Container Service for Kubernetes (ACK) allows you to configure alerts to centrally manage exceptions in the cluster and provides various metrics for different scenarios. You can deploy Custom Resource Definitions (CRDs) in a cluster to configure and manage alert rules. This topic describes how to set up alerting and configure alert rules for a registered external Kubernetes cluster.
Prerequisites
- A cluster registration proxy is created and a self-managed Kubernetes cluster is connected to the cluster registration proxy. For more information, see Create a cluster registration proxy and register an on-premises cluster.

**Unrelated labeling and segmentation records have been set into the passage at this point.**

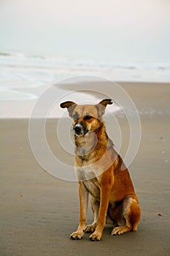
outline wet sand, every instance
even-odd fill
[[[106,225],[99,242],[90,242],[88,234],[71,241],[79,219],[77,184],[54,178],[36,162],[28,119],[0,119],[0,255],[169,255],[170,85],[122,85],[136,105],[142,129],[129,167],[142,208],[138,231],[111,236],[112,227]],[[127,124],[120,121],[123,138]],[[56,122],[47,121],[47,137],[57,154]]]

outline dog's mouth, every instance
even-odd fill
[[[74,134],[76,135],[85,135],[89,132],[85,127],[80,124],[77,124],[73,127]]]

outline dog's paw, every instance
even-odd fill
[[[74,232],[70,236],[71,240],[80,240],[82,238],[83,234],[80,234],[78,232]]]
[[[89,240],[92,241],[100,241],[101,238],[101,234],[99,234],[99,233],[98,233],[96,232],[94,232],[94,233],[93,233],[93,234],[91,234],[89,236]]]
[[[88,225],[85,228],[85,233],[93,233],[95,231],[96,227],[96,224]]]
[[[117,227],[112,230],[111,235],[112,236],[121,235],[121,234],[123,234],[123,233],[130,231],[131,230],[131,228],[127,226]]]

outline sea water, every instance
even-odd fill
[[[123,64],[92,59],[1,53],[0,102],[33,101],[58,81],[86,75],[89,78],[96,76],[117,82],[169,83],[170,67],[162,64]],[[6,114],[8,116],[7,113],[1,113],[0,116],[5,117]]]

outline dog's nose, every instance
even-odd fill
[[[74,127],[74,129],[75,133],[77,133],[77,134],[80,134],[82,132],[81,127],[79,124],[75,125]]]

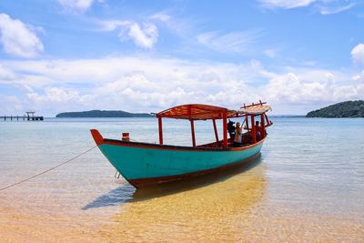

- A kubectl client is connected to the self-managed cluster. For more information, see Connect to Kubernetes clusters by using kubectl.
Scenarios
ACK allows you to configure and manage alerts in a centralized manner to monitor various scenarios. The alerting feature is commonly used in the following scenarios:
- Cluster O&M
You can configure alerts to detect exceptions in cluster management, storage, networks, and elastic scaling at the earliest opportunity. For example, you can configure and enable Alert Rule Set for Node Exceptions to monitor exceptions in all nodes or specific nodes in the cluster. You can configure and enable Alert Rule Set for Storage Exceptions to monitor changes and exceptions in cluster storage. You can configure and enable Alert Rule Set for Network Exceptions to monitor changes and exceptions in cluster networks. You can configure and enable Alert Rule Set for O&M Exceptions to monitor changes and exceptions in cluster management operations.
- Application development
You can configure alerts to detect exceptions and abnormal metrics of running applications in the cluster at the earliest opportunity. For example, you can configure alerts to detect exceptions of pod replicas and check whether the CPU and memory usage of a Deployment exceed the thresholds. You can use the default alert template to quickly set up alerts to receive notifications about exceptions of pod replicas in the cluster. For example, you can configure and enable Alert Rule Set for Pod Exceptions to monitor exceptions in the pods of your application.
- Application management
To monitor the issues that occur throughout the lifecycle of an application, we recommend that you pay attention to application health, capacity planning, cluster stability, exceptions, and errors. You can configure and enable Alert Rule Set for Critical Events to monitor warnings and errors in the cluster. You can configure and enable Alert Rule Set for Resource Exceptions to monitor resource usage in the cluster and optimize capacity planning.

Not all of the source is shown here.